A turma em que foi realizada a prática é composta de alunos de T1 e T2, eles
estão em processo de alfabetização e a média de presenças em sala de aula fica em
torno de 6 a 10 alunos, com menor frequência nos dias de jogos do Grêmio realizados
na Arena que é localizada no bairro Humaitá, onde está a escola. Em dia de jogos,
muitos alunos trabalham vendendo bebidas e lanches, por isso faltam à aula. A turma
possui dois alunos de inclusão. Estes necessitaram atenção e intervenções
diferenciadas. E nestes momentos era percebida a importância da docência
compartilhada, enquanto uma professora assume a fala a outra conseguia sentar ao
lado destes alunos e intervir para que estes conseguissem da maneira deles realizar o
que estava sendo proposto.
A ação de compartilhar traz tensões para ambos os docentes, pois é a exposição mais íntima e detalhada de suas crenças pedagógicas, é o embate entre a proposta planejada para o aluno e a concretização da mesma "a dois", assumindo riscos, realizações e fracassos no coletivo da turma e com cada aluno, individualmente. Nesse contexto, cada um dos professores passa a fazer a desconstrução do seu modo de ser docente para construir outro. (TRAVERSINI, p. 158, 2012).
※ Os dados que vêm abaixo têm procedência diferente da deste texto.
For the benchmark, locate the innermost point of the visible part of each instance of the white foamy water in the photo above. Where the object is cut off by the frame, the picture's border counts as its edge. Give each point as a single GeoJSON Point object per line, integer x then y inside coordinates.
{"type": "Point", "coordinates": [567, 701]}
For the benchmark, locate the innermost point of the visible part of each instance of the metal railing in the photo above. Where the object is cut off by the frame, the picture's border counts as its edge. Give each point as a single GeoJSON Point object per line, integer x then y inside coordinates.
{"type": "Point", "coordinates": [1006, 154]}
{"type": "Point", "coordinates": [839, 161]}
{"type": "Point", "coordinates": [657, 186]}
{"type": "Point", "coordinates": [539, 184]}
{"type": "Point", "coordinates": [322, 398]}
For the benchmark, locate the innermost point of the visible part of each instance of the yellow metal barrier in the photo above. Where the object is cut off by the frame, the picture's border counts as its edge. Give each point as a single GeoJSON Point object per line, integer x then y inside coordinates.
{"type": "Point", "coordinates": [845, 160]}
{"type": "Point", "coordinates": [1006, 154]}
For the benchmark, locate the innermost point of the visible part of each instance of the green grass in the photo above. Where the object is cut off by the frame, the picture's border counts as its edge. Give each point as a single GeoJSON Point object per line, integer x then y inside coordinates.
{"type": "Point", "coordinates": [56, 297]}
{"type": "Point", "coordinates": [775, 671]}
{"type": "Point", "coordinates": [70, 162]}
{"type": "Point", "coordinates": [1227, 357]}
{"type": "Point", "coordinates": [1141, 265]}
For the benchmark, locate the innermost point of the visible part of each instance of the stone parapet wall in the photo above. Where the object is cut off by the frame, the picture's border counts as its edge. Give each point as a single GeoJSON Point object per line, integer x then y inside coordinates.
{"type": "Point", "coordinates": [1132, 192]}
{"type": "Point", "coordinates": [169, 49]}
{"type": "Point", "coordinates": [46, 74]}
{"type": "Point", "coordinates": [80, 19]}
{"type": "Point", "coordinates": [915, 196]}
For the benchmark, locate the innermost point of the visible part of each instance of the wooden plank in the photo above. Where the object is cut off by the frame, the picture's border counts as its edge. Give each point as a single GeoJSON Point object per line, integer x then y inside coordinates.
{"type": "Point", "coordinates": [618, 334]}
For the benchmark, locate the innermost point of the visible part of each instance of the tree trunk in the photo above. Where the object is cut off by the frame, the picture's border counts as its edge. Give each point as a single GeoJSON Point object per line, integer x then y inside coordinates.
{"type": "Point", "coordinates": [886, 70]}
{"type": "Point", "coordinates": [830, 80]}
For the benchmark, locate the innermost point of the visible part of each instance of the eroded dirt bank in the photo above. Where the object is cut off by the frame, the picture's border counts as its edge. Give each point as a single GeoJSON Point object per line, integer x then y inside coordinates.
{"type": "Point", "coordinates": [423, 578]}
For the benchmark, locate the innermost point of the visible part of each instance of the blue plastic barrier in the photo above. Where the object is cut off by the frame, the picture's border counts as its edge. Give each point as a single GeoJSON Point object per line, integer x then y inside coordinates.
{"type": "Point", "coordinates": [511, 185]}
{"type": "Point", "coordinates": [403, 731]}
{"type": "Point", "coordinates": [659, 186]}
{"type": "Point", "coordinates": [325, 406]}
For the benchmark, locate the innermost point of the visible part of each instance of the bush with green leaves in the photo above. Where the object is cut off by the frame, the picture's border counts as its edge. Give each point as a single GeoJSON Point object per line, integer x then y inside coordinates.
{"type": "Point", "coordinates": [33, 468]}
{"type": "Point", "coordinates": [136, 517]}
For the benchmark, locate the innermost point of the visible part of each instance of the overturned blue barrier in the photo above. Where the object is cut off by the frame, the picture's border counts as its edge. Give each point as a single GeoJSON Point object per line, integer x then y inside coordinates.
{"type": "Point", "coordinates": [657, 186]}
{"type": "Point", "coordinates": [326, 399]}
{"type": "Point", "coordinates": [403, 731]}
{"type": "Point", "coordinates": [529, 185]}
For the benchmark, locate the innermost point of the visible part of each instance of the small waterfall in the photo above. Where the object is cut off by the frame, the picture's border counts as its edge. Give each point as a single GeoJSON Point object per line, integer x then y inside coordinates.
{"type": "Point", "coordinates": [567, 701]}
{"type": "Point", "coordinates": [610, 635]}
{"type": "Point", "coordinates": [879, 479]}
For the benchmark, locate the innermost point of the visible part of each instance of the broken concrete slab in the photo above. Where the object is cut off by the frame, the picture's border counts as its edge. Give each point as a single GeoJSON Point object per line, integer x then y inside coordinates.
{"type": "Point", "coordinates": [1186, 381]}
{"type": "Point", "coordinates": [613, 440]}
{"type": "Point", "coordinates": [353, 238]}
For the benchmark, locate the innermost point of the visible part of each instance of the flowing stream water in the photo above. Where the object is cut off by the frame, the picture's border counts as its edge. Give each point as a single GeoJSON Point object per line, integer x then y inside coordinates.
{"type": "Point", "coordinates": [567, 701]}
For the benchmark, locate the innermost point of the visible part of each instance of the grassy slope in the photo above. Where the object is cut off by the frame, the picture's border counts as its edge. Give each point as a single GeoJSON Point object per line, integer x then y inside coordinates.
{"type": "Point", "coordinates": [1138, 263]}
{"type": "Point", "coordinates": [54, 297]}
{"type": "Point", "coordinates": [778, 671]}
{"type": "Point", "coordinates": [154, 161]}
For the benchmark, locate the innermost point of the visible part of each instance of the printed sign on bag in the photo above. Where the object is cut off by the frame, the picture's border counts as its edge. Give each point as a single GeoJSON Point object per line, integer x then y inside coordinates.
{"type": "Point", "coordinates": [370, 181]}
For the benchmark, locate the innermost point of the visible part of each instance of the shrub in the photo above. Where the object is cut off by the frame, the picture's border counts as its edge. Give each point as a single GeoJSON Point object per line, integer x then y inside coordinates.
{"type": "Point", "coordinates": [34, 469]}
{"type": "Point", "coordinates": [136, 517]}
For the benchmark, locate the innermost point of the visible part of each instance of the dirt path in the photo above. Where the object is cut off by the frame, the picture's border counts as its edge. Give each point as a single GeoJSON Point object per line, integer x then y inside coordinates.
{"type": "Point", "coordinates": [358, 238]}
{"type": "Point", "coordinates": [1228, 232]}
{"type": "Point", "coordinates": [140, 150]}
Por isso, é de fundamental importância quando praticada a docência
compartilhada conhecer esta outra pessoa com quem tu irás trabalhar em conjunto
durante um grande período. Eu e a Gabriela ao longo da faculdade já estávamos
acostumadas a trabalhar juntas, há sintonia em nossos princípios pedagógicos como
docentes e, acima de tudo, nos respeitamos, sabemos ouvir a opinião e sugestão da
outra. Isso fez com que a nossa prática percorresse de maneira tranquila e harmônica.
Partilhamos saberes e realizamos a comunhão de práticas docentes.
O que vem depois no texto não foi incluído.